Stateside, Jones has been with the Sun since they drafted her eighth overall in 2017 and earned her first WNBA All-Star appearance last season by putting up 14.7 points and 7.3 rebounds per game alongside frontcourt teammate Jonquel Jones. Brionna Jones highlighted her strong showing this season for the Czech Republic’s Praha with a EuroLeague MVP honor for the month of December. Praha clinched their playoff berth weeks ago, giving Jones a chance to add to her rising stock.

Natasha Howard

Howard is the only EuroLeague MVP contender whose team was very much on the cusp of not qualifying for the postseason. Thanks in large part to Howard’s on-court efforts, Dynamo secured its playoff berth with a 2-0 head-to-head advantage over Group B’s Spar Girona.

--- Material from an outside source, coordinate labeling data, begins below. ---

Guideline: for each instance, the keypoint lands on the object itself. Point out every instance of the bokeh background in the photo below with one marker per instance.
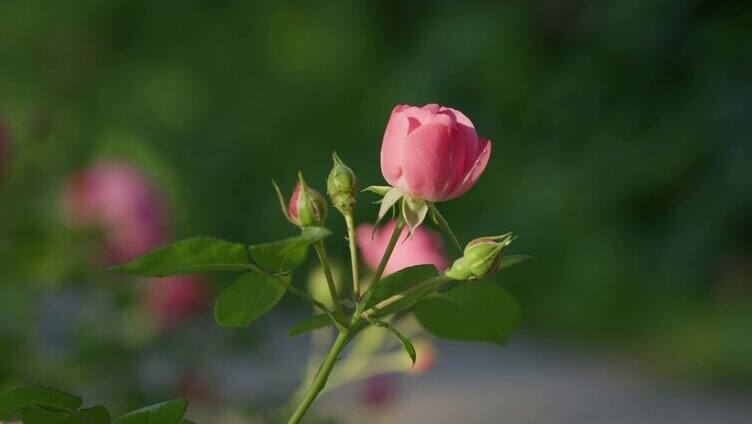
(622, 158)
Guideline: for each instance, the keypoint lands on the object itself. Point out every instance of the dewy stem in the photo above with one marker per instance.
(321, 377)
(384, 260)
(353, 256)
(324, 258)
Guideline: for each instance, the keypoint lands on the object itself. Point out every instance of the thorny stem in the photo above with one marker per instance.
(321, 377)
(382, 265)
(324, 258)
(353, 256)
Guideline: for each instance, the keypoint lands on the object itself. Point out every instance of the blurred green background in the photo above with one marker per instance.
(622, 158)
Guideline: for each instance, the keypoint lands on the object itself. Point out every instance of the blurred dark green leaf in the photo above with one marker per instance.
(288, 254)
(23, 397)
(471, 311)
(189, 256)
(248, 298)
(311, 324)
(170, 412)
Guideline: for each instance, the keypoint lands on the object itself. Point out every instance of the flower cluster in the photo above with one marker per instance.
(429, 154)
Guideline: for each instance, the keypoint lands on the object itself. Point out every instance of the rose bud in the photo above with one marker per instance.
(307, 206)
(424, 247)
(432, 152)
(482, 258)
(342, 186)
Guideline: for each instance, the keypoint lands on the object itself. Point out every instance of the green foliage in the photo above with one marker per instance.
(311, 324)
(479, 311)
(170, 412)
(508, 261)
(404, 341)
(288, 254)
(189, 256)
(398, 282)
(46, 405)
(441, 223)
(248, 298)
(23, 397)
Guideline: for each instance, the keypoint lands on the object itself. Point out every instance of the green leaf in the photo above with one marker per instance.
(288, 254)
(399, 282)
(96, 414)
(380, 190)
(404, 341)
(480, 311)
(189, 256)
(512, 260)
(313, 323)
(37, 415)
(23, 397)
(248, 298)
(442, 224)
(170, 412)
(390, 199)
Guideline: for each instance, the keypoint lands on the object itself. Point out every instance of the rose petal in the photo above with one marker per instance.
(394, 136)
(428, 158)
(474, 173)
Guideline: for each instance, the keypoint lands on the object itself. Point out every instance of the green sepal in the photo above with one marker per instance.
(388, 201)
(414, 212)
(508, 261)
(441, 223)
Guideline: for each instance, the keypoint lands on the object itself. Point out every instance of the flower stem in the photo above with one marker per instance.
(321, 377)
(324, 258)
(353, 255)
(281, 280)
(384, 260)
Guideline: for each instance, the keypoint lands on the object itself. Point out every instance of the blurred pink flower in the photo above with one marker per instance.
(117, 197)
(378, 391)
(424, 247)
(174, 298)
(432, 152)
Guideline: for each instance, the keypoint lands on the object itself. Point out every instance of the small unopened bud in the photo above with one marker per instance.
(342, 186)
(307, 206)
(482, 258)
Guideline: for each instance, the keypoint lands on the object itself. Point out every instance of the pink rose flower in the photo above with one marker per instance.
(432, 152)
(174, 298)
(424, 247)
(116, 197)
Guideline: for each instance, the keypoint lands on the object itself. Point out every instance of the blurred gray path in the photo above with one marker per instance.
(529, 383)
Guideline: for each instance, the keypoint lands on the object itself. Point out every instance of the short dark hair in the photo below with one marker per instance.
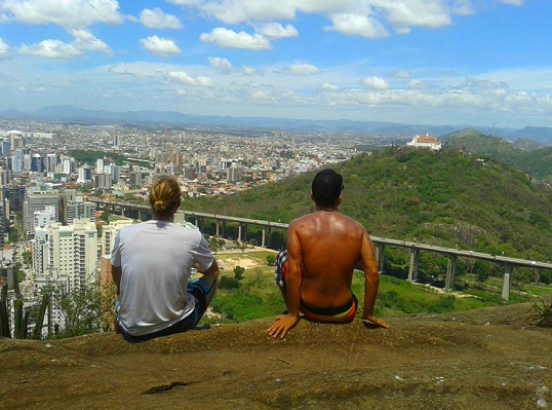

Returning to Russia’s Dynamo Kursk after a half-season stint with the club in 2019, Howard has been surging in the second half of the season and was named EuroLeague’s MVP for the month of January. Currently tied for fourth with 19 points per game, and right on Jonquel Jones’ heels with a 22.5 average efficiency rating, Howard is leading all players in rebounding (11 per game) and is tied for first in double-doubles (seven). Coming off a knee injury that caused her to miss 15 games in 2021, her first season with the New York Liberty, Howard will ride the momentum of her MVP-caliber EuroLeague campaign into the WNBA season, where she’ll share the paint with free-agent signee Stefanie Dolson.

Notable stat rankings

Points per game

1. Kahleah Copper
2. Brionna Jones
3. Kayla McBride
4. Natasha Howard
8. Jonquel Jones

Efficiency per game

1. Brionna Jones
2. Jonquel Jones
3. Natasha Howard
T5. Kahleah Copper
10. Kayla McBride

Rebounds per game

1. Natasha Howard
6. Jonquel Jones
12. Brionna Jones
36. Kahleah Copper
T44. Kayla McBride


Natasha Howard and Jonquel Jones (7)
Brionna Jones (2)
Kayla McBride (1)

*Efficiency is a total performance statistic that attempts to measure a player’s performance by adding positive actions (points, rebounds, assists, steals and blocks) and subtracting negative actions (missed field goals, missed free throws and turnovers).

Tessa Nichols is a contributing writer at Just Women’s Sports.